Tuesday 14 July 2009

Shatila Social Thoughts

'The problem,' Jonathan said to me as he dropped me off back at the house, 'is that you had them hanging on your every word and then you scuttled off. It was like you were disowning what you'd said.' And the thing is, people, he's right. About the latter part anyway. I would never be so ungallant as to presume that people had been hanging on my every word. Yes, there may have been silence, people may have been listening but, y'know, someone might have climbed up on stage behind me and started creating a balloon animal kama sutra. Correlation does not equal causation.

Jonathan was talking about my performance at the Shatila Social gig at the Cumberland Arms last night. I had pledged to write a poem especially for the event and to include anything people mentioned in the poem as long as they sponsored me to do so. In the end, only the redoubtable Kevin Cadwallender took me up on this offer, promising to contribute 'five shiny pounds' if I mentioned Torchwood in my poem.

Well, Kevin, you owe Peter Mortimer five pounds:

alt.torchwood.slash

Paging through the fanfic,
pansexual Mary-Sueing, superfluous
slash: Gwen/Tosh, Rhys/Ianto:
feeling smug,envisioning

gimlet-eyed women with too many cats,
and boxes full of knitting magazines
conjuring a warmth within
that hairy-knuckled male hands
will not bring: imagining
Jack’s lips, in plasma-screen
Hi-Definition, skin glowing
in the spaceship light,
pressed against the Doctor’s,
faces meshing, black glasses askew...

Huh. Losers. Perverts. Weirdoes.

Am I different? Am I worse?
I’ve lived an imagined life of decadence
in private, casting it with
friends and workmates, colleagues, exes,
people on the street. I’ve pictured
your fist in a black leather glove,
wrapped up in, ripping at, my hair;
I’ve flinched, half-smiling, at the thought
of your teeth snapping shut
on the soft parts of my skin:

what difference is there here but dramatis
personae
, the decision not to dream
of sex by proxy? More honest, maybe,
more direct...

but I pass you in the corridor. We talk
and I feel awkward. The fanficcers –
they have that?

Maybe at conventions.


Obviously it's not really about Torchwood, of course. It's about adult situations, or at least the imagining thereof. In this it actually formed part of a weird triptych of poems about sex in the final part of the evening. Kate Fox started it by talking about unmentionable parts of the anatomy, her partner Alfie Craigs did a long and very satisfying extended metaphor comparing poetry-writing to having sex for the first time, and I wound up forming the unappetising filling in this weird improptu sex-poetry sandwich. Obviously it's an uncomfortable situation for an uncommonly pious child of the Almighty such as myself to be in, talking about, y'know, the filthiness and that, but that wasn't why I scarpered off the stage as soon as I was finished. I was in fact afraid.

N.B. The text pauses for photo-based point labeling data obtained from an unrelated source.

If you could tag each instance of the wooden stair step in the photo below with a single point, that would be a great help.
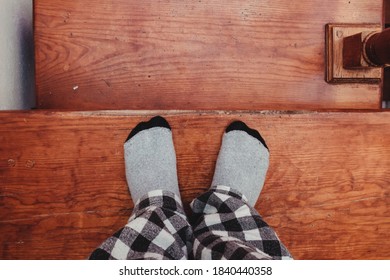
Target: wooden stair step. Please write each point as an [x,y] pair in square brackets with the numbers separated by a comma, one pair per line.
[194,55]
[63,188]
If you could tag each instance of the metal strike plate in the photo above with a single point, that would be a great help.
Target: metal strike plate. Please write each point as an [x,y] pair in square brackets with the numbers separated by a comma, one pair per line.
[335,72]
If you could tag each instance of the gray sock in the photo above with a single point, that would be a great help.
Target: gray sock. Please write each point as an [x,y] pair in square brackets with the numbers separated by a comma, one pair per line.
[150,159]
[243,161]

I was afraid that people might applaud.

All performing artists fear applause on some level or other. We fear it being withheld, but we also fear it being given too liberally. There's nothing like a massive round of applause to politely tell someone - especially some shitty poet - that they've had their moment in the spotlight, and would you kindly get off stage. But for me, there's another thing I fear about applause. I'm afraid, you see, that if people are applauding, then -

maybe that means they like me.

I've never really got used to being liked. Being loved. Being wanted. If you want to completely throw me, if you want me to feel scared and shitty and to question my self-worth, don't get in my face and insult me, because I'll just insult you back. Instead, offer me a compliment.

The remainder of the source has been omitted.